Long Term Guidance: We'd continue to advocate against trying to "get ahead" of current market movements due to the high degree of uncertainty. While it's a reasonably safe assumption that European concerns will generally help rates stay lower than they otherwise would be, that "otherwise would be" part is very much a moving target. Best bet is to focus on the fact that rates are at their all time lows, and can change quickly based on events that aren't "scheduled" or able to be forecast. Risk vs reward for floating vs locking looks a bit larger than we'd like, but not out of the question for those who understand the risks and have an exit strategy if things don't go their way.
Loan Originator Perspectives
Ted Rood, Senior Mortgage Consultant, Wintrust Mortgage
Friday is the big data day with non farms payroll report. That being said, this market seems semi-immune to domestic economic data these days due to ongoing EU issues. Would take a remarkable jobs report to swing pricing substantially, less inclined to worry about it than most previous months.
Bob Van Gilder, Finance One Mortgage
Put some burgers on the BBQ and enjoy your family and friends for this 4th of July! Rates remain sizzling. How would you like yours? Lock it if it's what you waited for...float if you have the stomach for it.
Victor Burek at Benchmark Mortgage
I feel rates are going to continue to move sideways to lower for the foreseeable future. I see no reason to lock any loan that isnt within 15 days of closing. Have a safe 4th of July.
Ira Selwin, Vice President of Secondary Marketing
Don't let your rate blow up before the 4th of July. Lock your rate if the rate you need is available. Though it seems rates may be invincible, you don't want to be on the wrong side of things if that's not the case.

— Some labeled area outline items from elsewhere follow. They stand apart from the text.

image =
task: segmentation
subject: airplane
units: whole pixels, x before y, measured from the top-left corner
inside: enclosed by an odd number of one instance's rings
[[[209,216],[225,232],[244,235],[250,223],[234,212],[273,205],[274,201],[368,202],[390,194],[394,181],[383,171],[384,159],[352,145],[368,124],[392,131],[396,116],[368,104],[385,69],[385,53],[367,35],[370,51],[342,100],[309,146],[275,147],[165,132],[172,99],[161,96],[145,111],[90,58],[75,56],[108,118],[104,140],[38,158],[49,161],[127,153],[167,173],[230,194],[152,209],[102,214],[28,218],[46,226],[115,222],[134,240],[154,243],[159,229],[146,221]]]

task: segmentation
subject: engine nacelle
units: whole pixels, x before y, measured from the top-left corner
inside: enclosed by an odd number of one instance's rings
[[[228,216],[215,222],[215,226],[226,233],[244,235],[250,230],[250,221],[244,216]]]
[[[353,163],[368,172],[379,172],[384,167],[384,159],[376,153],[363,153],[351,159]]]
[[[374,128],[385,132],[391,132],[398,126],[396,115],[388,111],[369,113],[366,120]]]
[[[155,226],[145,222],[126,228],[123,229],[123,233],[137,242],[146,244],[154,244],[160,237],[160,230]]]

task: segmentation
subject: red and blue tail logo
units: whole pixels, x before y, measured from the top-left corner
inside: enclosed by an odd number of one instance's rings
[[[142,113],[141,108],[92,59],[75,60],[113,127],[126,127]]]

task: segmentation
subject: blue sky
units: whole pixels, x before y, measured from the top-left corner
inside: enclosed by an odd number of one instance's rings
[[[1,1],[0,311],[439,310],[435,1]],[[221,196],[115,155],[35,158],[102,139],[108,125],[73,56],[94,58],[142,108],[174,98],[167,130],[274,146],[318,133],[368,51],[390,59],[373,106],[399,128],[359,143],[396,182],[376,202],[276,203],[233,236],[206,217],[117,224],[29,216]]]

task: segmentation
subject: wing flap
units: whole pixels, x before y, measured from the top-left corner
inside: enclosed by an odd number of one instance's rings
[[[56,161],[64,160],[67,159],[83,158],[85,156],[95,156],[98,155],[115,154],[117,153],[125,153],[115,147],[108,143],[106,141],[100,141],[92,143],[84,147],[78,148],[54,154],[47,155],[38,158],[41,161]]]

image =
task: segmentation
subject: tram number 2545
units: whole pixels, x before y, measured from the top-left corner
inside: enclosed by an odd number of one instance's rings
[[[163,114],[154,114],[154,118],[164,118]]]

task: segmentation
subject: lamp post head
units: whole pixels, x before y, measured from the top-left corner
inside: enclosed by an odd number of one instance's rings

Matt Hodges, Loan Officer, Presidential Mortgage Group
Locking any purchases inside 45 days and refinances certainly if they are approved and appraisal is back. I don't know that Friday's NFP and unemployment numbers help us at all. They may hurt if they are in line or stronger than expected. Don't get greedy. Lock it down!
Today's BEST-EXECUTION Rates
- 30YR FIXED - 3.625%
- FHA/VA -3.5% - 3.75%
- 15 YEAR FIXED - 3.00%
- 5 YEAR ARMS - 2.625-3. 25% depending on the lender
Ongoing Lock/Float Considerations
- Rates and costs continue to operate near all time best levels
- Current levels have experienced increasing resistance in improving much from here
- Rates could easily move higher or lower, but given the nearness to all time lows, there's generally more risk than reward regarding floating
- But that will always be the case when rates operate near all-time levels, and as 2011 showed us, it doesn't always mean they're done improving.
- (As always, please keep in mind that our talk of Best-Execution always pertains to a completely ideal scenario. There can be all sorts of reasons that your quoted rate would not be the same as our average rates, and in those cases, assuming you're following along on a day to day basis, simply use the Best-Ex levels we quote as a baseline to track potential movement in your quoted rate).